Setelah pindah, Pian membuka usaha warung kecil-kecilan.

“Ada kebun punya orang tua, tapi saya milih jaga warung, kalau (bekerja di) kebun-kebun nggak menjiwai,” kata bapak tiga anak ini sambil tertawa.

Baca juga: Warga Indramayu Pantang Surut Tolak PLTU Batubara

Sofian Sauri merupakan salah satu warga yang masih bertahan di Pulau Sangiang. Lahan yang mereka tempati diwariskan turun-temurun, bahkan sebelum era Indonesia merdeka. (Foto: Valda/ KBR)

Sangiang terletak di Provinsi Banten, sekitar 13 kilometer dari Anyer.

Pulau ini kian sepi ditinggal warga. Mereka sulit bertahan hidup di tempat dengan fasilitas dasar minim.

“Dulu sebelum merdeka ada SR (sekolah rakyat), tapi setelah merdeka jangankan SR, SD (sekolah dasar) maupun yang lain kan enggak dikembangkan, kesehatan tidak dinaikkan, terus fasilitas yang lain tidak ditunjang,” katanya.

Jangankan pembangunan, listrik pun tak pernah masuk. Padahal, Sangiang dekat dengan Pembangkit Listrik Tenaga Uap (PLTU) Suralaya.

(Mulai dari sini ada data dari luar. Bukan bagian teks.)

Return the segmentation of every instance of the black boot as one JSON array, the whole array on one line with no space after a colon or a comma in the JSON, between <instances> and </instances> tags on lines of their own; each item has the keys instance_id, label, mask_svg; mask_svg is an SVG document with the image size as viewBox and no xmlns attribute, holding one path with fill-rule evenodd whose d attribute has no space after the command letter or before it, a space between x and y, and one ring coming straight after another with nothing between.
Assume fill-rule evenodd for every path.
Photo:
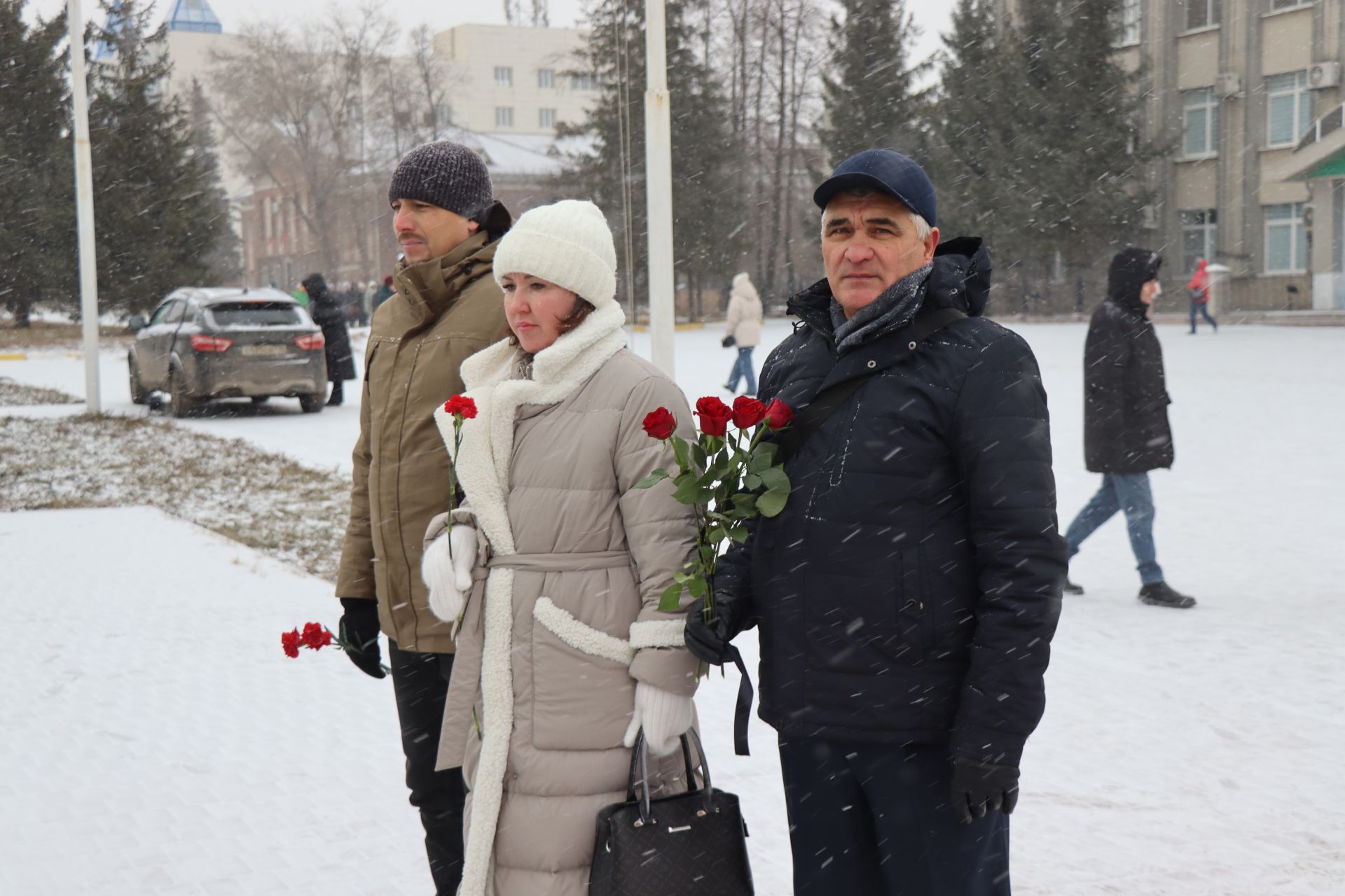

Pian dan warga lain mengandalkan sinar matahari kala siang, dan lampu petromaks di malam hari.

“Kalau kita pergi ke luar, kita oleh-olehnya ke pulau itu utamanya beras, kedua minyak tanah. Kalau lain-lain kita bisa berusaha di sini, minyak tanah diutamakan untuk penerangan,” tutur Pian.

Maturiah, warga Sangiang, sulit mengakses layanan kesehatan. Selama 40 tahun tinggal di sana, ia harus pergi ke Anyer, jika ingin berobat.

“Nggak ada mantri, ke sini dokternya. Ibu yang ke sana lagi ngandung, (dokter) nggak ke sini. Nanti (bayi) udah keluar, udah besar balik ke sini (pulau),” ujar Maturiah.

Baca juga: Adaptasi Warga Timbulsloko yang Menolak 'Tenggelam'

Maturiah berkebun di halaman yang sudah dipagari bambu supaya tanamannya tidak dirusak babi hutan. (Foto: Valda/ KBR)

Sangiang diduga sengaja ditelantarkan agar warga tak betah, kemudian pindah. Ini berakar dari sengketa lahan yang meletup sekitar 30 tahun lalu, kata Pian.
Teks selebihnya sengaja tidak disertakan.